Table 22 suggests that our proposed dual normalization is novel and efficient work in the field of Bitcoin price prediction. It is more reliable, as it is evaluated using 15 error metrics. This normalization is also stable as data can be denormalized to actual ones for better mapping.
This study also compared the linear regression econometric model with the proposed model. The nonlinear regression SVR is also analyzed and compared to the L10 model. The results indicate that the proposed model is efficient for Bitcoin price prediction. Similar results were also observed in predicting the Bitcoin daily log returns. The highly volatile feature of Bitcoin price is also mapped efficiently by the predictor model L10.
7. Conclusions
Recently, Bitcoin has been dominating the crypto market. This paper proposes a new dual normalization technique to efficiently predict Bitcoin closing prices by handling the huge variations in the dataset. This is the first paper to study the impact of data scaling on Bitcoin prices. To validate the proposed normalization, it was compared with nine different normalizations applied to three different datasets for modeling four different FLANNs. Furthermore, the predicted and actual outputs were plotted. The mapping of outputs visualizes the efficiency of the proposed method. To further validate the dataset, distribution plots are used. The use of this normalization enhances the prediction capability of the LMCMA model by giving an RMSE gain percent of more than 90 over min–max normalization in the Bitfinex, Binance, and Coinbase Pro datasets.
This research can help many investors and stakeholders in the crypto-market to make appropriate decisions on Bitcoin pricing. In addition, the proposed normalization indicates that instead of having a fixed normalization for research, different normalizations can be analyzed to select the best normalization for a particular network. This can give research directions to any area of research which requires normalization of its input.
During COVID-19, the huge rise in Bitcoin prices prompted many investors to invest in the crypto-market. However, after the pandemic, the decline in Bitcoin prices left many investors in dismay. The Bitcoin price is highly volatile and is in its initial phase. So, many econometric models need to be evaluated along with the FLANN-based model, which provides higher accuracy. However, this study reveals that an appropriate normalization can help in better scaling of such huge volatility in Bitcoin prices. This in turn can help in positive decisions with profitable investment in the crypto-market.

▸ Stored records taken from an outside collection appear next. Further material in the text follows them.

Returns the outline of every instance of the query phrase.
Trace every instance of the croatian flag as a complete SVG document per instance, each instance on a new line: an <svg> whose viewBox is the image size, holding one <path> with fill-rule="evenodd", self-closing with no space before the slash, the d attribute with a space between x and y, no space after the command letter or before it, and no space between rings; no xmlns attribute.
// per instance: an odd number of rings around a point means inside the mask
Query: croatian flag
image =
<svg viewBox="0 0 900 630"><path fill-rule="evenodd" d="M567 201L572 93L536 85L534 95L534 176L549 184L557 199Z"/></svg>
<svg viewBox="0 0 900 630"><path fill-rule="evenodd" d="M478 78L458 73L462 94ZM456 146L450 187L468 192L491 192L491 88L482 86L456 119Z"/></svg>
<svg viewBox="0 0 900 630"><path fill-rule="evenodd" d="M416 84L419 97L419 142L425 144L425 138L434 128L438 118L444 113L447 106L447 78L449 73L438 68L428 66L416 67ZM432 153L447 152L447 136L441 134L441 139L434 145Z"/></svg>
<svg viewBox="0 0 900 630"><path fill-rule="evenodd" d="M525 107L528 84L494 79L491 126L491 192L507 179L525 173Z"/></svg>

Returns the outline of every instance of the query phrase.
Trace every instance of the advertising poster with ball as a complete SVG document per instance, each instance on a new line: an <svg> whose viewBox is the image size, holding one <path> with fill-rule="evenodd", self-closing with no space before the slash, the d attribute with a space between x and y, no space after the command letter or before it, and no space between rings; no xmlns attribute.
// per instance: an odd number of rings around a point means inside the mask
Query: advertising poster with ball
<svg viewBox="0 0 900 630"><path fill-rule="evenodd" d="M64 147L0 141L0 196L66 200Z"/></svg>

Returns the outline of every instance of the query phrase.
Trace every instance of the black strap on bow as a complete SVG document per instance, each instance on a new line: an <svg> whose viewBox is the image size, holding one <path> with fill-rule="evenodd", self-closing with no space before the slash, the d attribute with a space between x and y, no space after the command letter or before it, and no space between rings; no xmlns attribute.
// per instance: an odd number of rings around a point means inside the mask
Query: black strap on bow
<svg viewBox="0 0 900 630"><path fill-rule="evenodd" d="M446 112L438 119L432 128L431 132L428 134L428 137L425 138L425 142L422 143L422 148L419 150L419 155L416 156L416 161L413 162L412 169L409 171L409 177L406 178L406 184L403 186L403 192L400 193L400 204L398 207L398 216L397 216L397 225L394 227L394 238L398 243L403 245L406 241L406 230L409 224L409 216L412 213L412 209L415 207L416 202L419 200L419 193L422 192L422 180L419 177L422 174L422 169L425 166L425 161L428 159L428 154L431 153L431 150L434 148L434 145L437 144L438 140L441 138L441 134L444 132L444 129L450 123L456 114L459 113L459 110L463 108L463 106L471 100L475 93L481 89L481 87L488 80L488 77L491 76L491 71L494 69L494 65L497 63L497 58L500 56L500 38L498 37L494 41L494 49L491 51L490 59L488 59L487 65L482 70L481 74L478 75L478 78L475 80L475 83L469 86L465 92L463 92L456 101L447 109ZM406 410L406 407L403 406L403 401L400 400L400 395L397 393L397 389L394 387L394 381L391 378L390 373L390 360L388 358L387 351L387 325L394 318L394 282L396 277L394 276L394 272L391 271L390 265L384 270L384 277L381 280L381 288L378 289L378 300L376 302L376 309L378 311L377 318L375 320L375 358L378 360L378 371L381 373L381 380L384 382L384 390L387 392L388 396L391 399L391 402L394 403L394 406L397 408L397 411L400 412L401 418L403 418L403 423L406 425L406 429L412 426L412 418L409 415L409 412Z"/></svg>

Although this study presented a novel idea to analyze normalization before any regression or classification, it has a few shortcomings which can be addressed in the future. The new normalization has only been tested on FLANN models, a linear regression model, and a nonlinear SVR model. It can be further tested for different other networks and econometric models. Additionally, this normalization can be tested for several other datasets to explore its capability in different areas of research. The models can be fine-tuned further by using several other machine-learning algorithms. A close look at the normalized data analysis points out that the range of transformation may play a vital role in the efficiency of a model. This needs to be further analyzed. This model analyzes the prediction of the closing prices, which is not sufficient to address the high volatility. In addition, the log returns prediction needs to be analyzed for different other networks for a better prediction It can be further used to normalize technical indicators and combine them with normalization types. As Bitcoin is highly volatile, its price movement prediction needs to be explored. The effect of different other preprocessing techniques such as window size and the ratio of splitting the dataset can be analyzed in the future. Furthermore, this research can be extended by designing an econometric model using various technical, social, and economic indicators which may influence the Bitcoin price volatility.